Ortak Metin: Teknokrasi tamam, sıra eşitlik ve demokraside
Bu yazıda metnin söylemlerini ve politikalarını analiz edip, seçili başlıklarda bardağın “dolu” ve “boş” taraflarını masaya yatıracağım.
26 Şubat’taki toplantıdan sonra “Millet İttifakı”na dönüşen 6’lı Masa, 30 Ocak tarihi itibarı ile “Ortak Politikalar Mutabakat Metni”ni kamuoyuna duyurdu.
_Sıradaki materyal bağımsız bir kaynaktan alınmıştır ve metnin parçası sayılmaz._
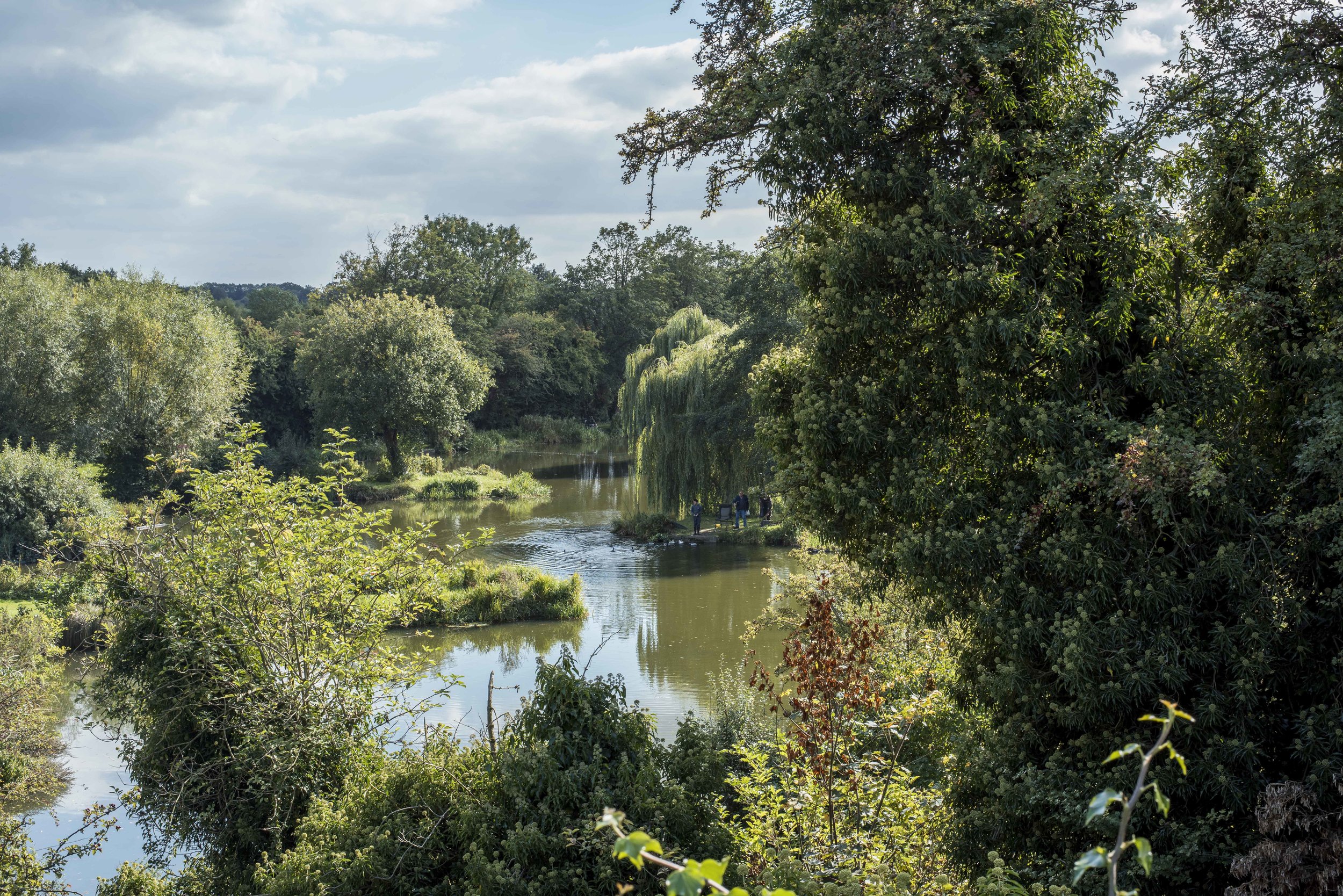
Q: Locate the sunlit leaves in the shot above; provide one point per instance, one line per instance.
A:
(1092, 859)
(1100, 803)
Güçlendirilmiş parlamenter sistem hedefiyle bir araya gelen liderler tarafından kurulan masanın varlığını sürdürmeye devam etmesi öncelikle Türkiye şartlarında büyük bir başarı.
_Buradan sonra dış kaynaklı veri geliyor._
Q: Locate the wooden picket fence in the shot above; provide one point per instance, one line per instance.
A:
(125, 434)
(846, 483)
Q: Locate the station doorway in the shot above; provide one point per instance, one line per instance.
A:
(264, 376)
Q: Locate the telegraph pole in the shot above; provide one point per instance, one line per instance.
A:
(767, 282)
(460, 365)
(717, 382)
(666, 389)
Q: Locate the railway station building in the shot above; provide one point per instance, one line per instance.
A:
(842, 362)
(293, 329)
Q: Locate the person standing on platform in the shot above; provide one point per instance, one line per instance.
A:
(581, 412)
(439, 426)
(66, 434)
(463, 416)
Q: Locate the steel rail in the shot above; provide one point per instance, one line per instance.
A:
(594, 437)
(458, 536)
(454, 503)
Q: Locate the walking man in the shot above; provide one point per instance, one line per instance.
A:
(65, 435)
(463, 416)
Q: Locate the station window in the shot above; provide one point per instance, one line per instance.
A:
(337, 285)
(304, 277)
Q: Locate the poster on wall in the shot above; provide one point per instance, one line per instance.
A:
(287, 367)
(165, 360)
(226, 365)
Kurucu parti CHP’nin ideolojik ve siyasi rakiplerinin yer aldığı masadan ortak bir vizyonu temsil eden politikalar metninin çıkabilmesi halkta beliren ortak akıl talebinin siyasiler arasında karşılık gördüğünün kanıtı.
Ayrıca masada sol-sağ, seküler-dindar, Alevi-Sünni bölünme hatlarının temsilcilerinin de yer aldığını hatırlatmak gerekiyor. Hak ve özgürlük alanlarındaki eksiklerine rağmen varılan mutabakatın kıymeti, Türkiye’de siyaseti kutuplaşma ve düşmanlaştırma hattından adil demokratik rekabet çerçevesine taşıyabilme potansiyelinde yatıyor.
Bu yazıda metnin söylemlerini ve politikalarını analiz edip, seçili başlıklarda bardağın “dolu” ve “boş” taraflarını masaya yatıracağım.
DEVLET: VATANDAŞLARIN ONURLU YAŞAM SÜRMESİ İÇİN VAR OLAN BİR MEKANİZMA
Millet İttifakı, temel hedefi olarak “Türkiye’yi herkesin insan onuruna yaraşır bir yaşam sürdüğü ve sosyal refah standartlarına ulaştığı, kadınların, çocukların, gençlerin ve tüm vatandaşların geleceğe umutla baktığı, toplumsal barış ve huzurun tesis edildiği mutlu bir ülke haline getirme” amacını ortaya koymuş.
Bu kapsamlı amaç, Kenan Evren Türkiyesi’nin “ustalık eseri” olan Cumhur İttifakı’ndan farklı olarak Millet İttifakı’nın vatandaşı devlete hizmet ve itaat eden kullar olarak tanımlamadığını, aksine devletin efendisi olarak onurlu yaşam sürme hakkı olan bireyler olarak gördüğüne işaret ediyor.
KURUMSAL VE TEKNOKRATİK DÖNÜŞÜM
Ortak politikalar metninde “özgürlükçü, demokrat bir hukuk devleti”, “liyakat, şeffaflık ve hesap verilebilirliğe dayalı ve vatandaş odaklı bir kamu yönetimi”, “yeşil dönüşümü ve dijital devrimi hedefleyen sürdürülebilir kalkınma”, “ayrımcılığın önüne geçen ve fırsat eşitliğini sağlayan bir eğitim sistemi”, aşırı yoksulluğu sıfırlama gibi hedefler sıralanıyor.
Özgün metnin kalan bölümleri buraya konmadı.